> `hover` supports bulk-labeling images through their URLs.
>
> :bulb: Let's do a quickstart for images and note what's different from texts.

-   <details open><summary>This page assumes that you have know the basics</summary>
    i.e. simple usage of `dataset` and `annotator`. Please visit the [quickstart tutorial](/hover/pages/tutorial/t0-quickstart) if you haven't done so.

</details>

## **Dataset for Images**

`hover` handles images through their URL addresses. URLs are strings which can be easily stored, hashed, and looked up against. They are also convenient for rendering tooltips in the annotation interface.

Similarly to `SupervisableTextDataset`, we can build one for images:

In [1]:
from hover.core.dataset import SupervisableImageDataset
import pandas as pd

# this is a 1000-image-url set of ImageNet data
# with custom labels: animal, object, food
example_csv_path = "https://raw.githubusercontent.com/phurwicz/hover-gallery/main/0.7.0/imagenet_custom.csv"
df = pd.read_csv(example_csv_path).sample(frac=1).reset_index(drop=True)
df["SUBSET"] = "raw"
df.loc[500:800, 'SUBSET'] = 'train'
df.loc[800:900, 'SUBSET'] = 'dev'
df.loc[900:, 'SUBSET'] = 'test'

dataset = SupervisableImageDataset.from_pandas(df, feature_key="image", label_key="label")

# each subset can be accessed as its own DataFrame
dataset.dfs["raw"].head(5)

Unnamed: 0,image,label,SUBSET
0,https://raw.githubusercontent.com/phurwicz/ima...,ABSTAIN,raw
1,https://raw.githubusercontent.com/phurwicz/ima...,ABSTAIN,raw
2,https://raw.githubusercontent.com/phurwicz/ima...,ABSTAIN,raw
3,https://raw.githubusercontent.com/phurwicz/ima...,ABSTAIN,raw
4,https://raw.githubusercontent.com/phurwicz/ima...,ABSTAIN,raw


## **Vectorizer for Images**

We can follow a `URL -> content -> image object -> vector` path.

In [2]:
import requests
from functools import lru_cache

@lru_cache(maxsize=10000)
def url_to_content(url):
    """
    Turn a URL to response content.
    """
    response = requests.get(url)
    return response.content

In [3]:
from PIL import Image
from io import BytesIO

@lru_cache(maxsize=10000)
def url_to_image(url):
    """
    Turn a URL to a PIL Image.
    """
    img = Image.open(BytesIO(url_to_content(url))).convert("RGB")
    return img

-   <details open><summary>Caching and reading from disk</summary>
    This guide uses [`@wrappy.memoize`](https://erniethornhill.github.io/wrappy/) in place of `@functools.lru_cache` for caching.

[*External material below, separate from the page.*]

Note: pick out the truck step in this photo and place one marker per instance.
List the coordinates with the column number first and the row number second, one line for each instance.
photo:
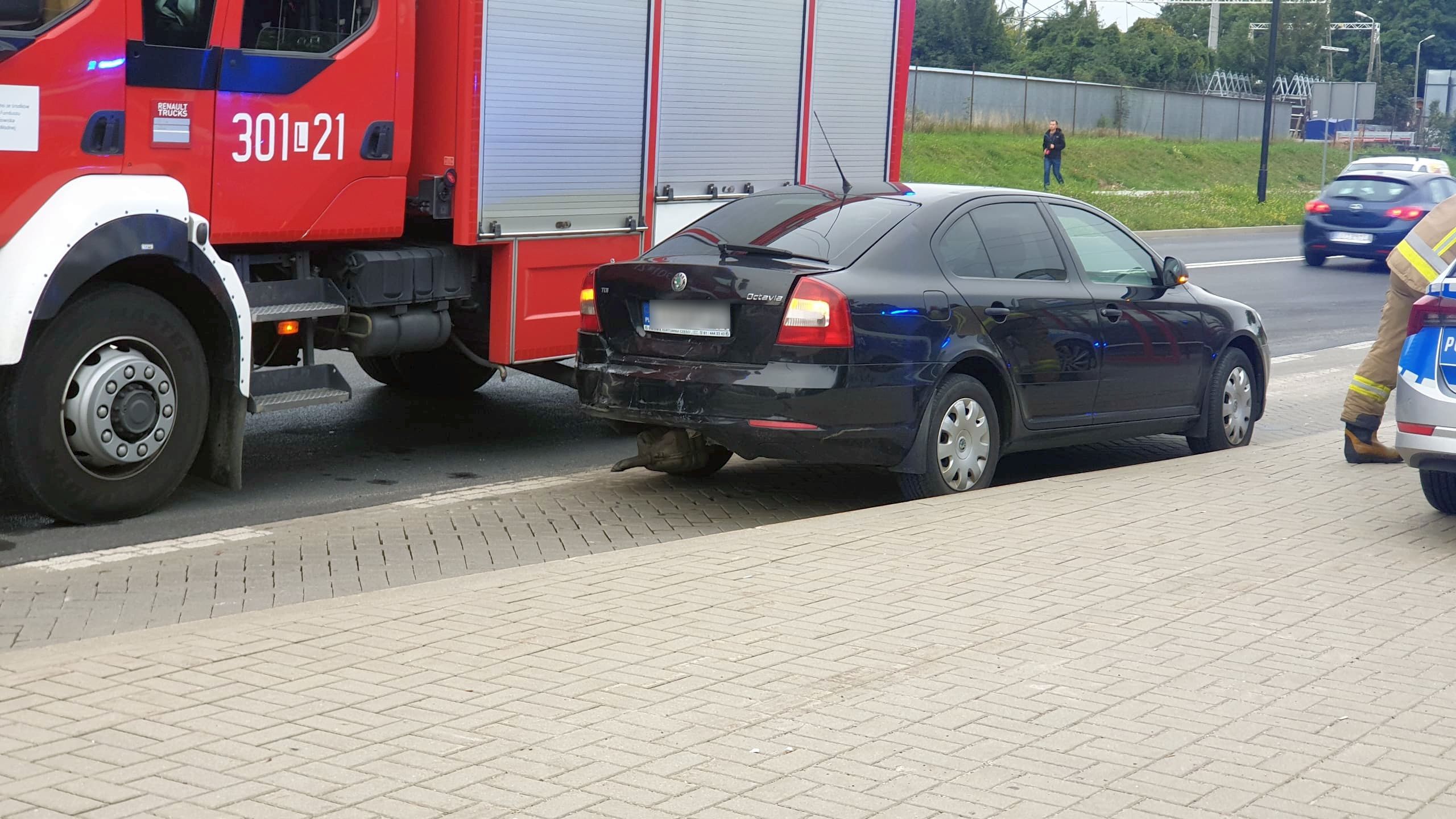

    -   The benefit is that `wrappy.memoize` can persist the cache to disk, speeding up code across sessions.

    Cached values for this guide have been pre-computed, making it much master to run the guide.

</details>

In [4]:
import torch
import wrappy
from efficientnet_pytorch import EfficientNet
from torchvision import transforms

# EfficientNet is a series of pre-trained models
# https://github.com/lukemelas/EfficientNet-PyTorch
effnet = EfficientNet.from_pretrained("efficientnet-b0")
effnet.eval()

# standard transformations for ImageNet-trained models
tfms = transforms.Compose(
    [
        transforms.Resize(224),
        transforms.ToTensor(),
        transforms.Normalize([0.485, 0.456, 0.406], [0.229, 0.224, 0.225]),
    ]
)

@wrappy.memoize(cache_limit=10000, persist_path='custom_cache/image_url_to_vector.pkl')
def vectorizer(url):
    """
    Using logits on ImageNet-1000 classes.
    """
    img = tfms(url_to_image(url)).unsqueeze(0)

    with torch.no_grad():
        outputs = effnet(img)

    return outputs.detach().numpy().flatten()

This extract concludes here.